Santé conjuguée n° 37 - juillet 2006

Qu’est-ce qu’un sociologue qui travaille sur les problèmes d’emploi et les actions urbaines a à dire sur les soins de santé primaires ? Des choses diverses qui ne se combinent pas nécessairement les unes par rapport aux autres. D’abord, que c’est un problème de définition. Ensuite, que c’est un problème de coordination et de qualité. Enfin que c’est un problème de santé publique plus que de politique de soins qui interroge des modes de participation.

Qu’est-ce qu’on entend par « soins de santé primaires » ?

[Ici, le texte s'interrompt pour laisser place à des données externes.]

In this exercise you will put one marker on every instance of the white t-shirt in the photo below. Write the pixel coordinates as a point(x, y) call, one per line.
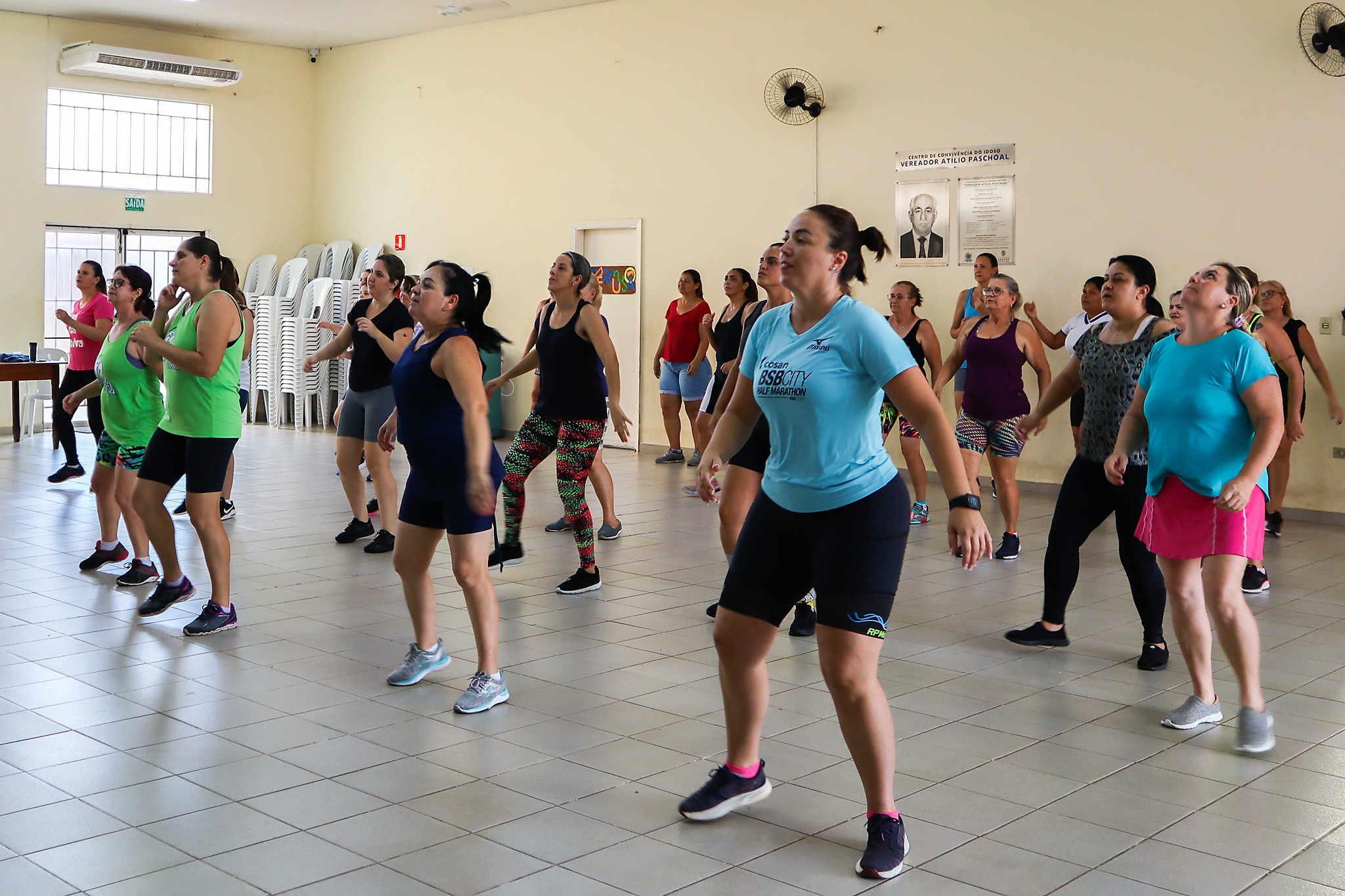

Qu’est-ce qu’on entend par « soins de santé primaires » ? Le fait de pouvoir rester dans son quartier quand on a une mobilité réduite ou de rester chez soi quand, à plus de 70 ans, on n’a pas envie – ou pas les moyens – d’aller vivre en maison de retraite. Le fait de ne pas fumer dans les espaces publics, d’avoir une consommation d’alcool modérée, de maîtriser sa manière de manger de façon diététique sans faire des régimes à répétition. Le fait aussi de pouvoir se reposer par rapport à un rythme de travail de plus en plus marqué par la flexibilité et générateur de dépression, stress, etc. Soit une infinité de pratiques quotidiennes qui nous amènent souvent à nous « sentir responsable », à chercher en tout cas à éviter la cohorte des accidents – diabète, hypertension, problèmes cardiovasculaires, obésité, … – qui nous font entrer dans des circuits de soins et leurs différents référents : médecin généraliste, kinésithérapeutes, spécialistes divers. Ici, les soins de santé primaires posent vraiment un problème parce que la question tient toute entière dans un manque : qui fait le lien pour assurer une unité non pas de traitement mais de vie ? La question est plus anthropologique par rapport au maintien de son corps qu’elle n’est médicale. Certains pensent d’ailleurs que les soins de santé primaire sont sans consistance et qu’ils relèvent des différentes maladies imaginaires qui semblent prendre pied dans la culture du nouveau capitalisme. Nous sommes alors renvoyés à nous-même soit sur le mode de l’injonction « faites donc attention à votre santé », soit sur le mode du traitement en tranche. Au-delà du problème de définition qui engage toujours à mettre l’accent sur les risques des situations de travail, de loisirs, de vie commune, il faut bien admettre que les soins de santé primaires ne font pas l’objet d’une valorisation ni technique ni scientifique. Qui s’en préoccupe mis à part chacun de nous en faisant attention à sa santé ? C’est bien ici le deuxième problème.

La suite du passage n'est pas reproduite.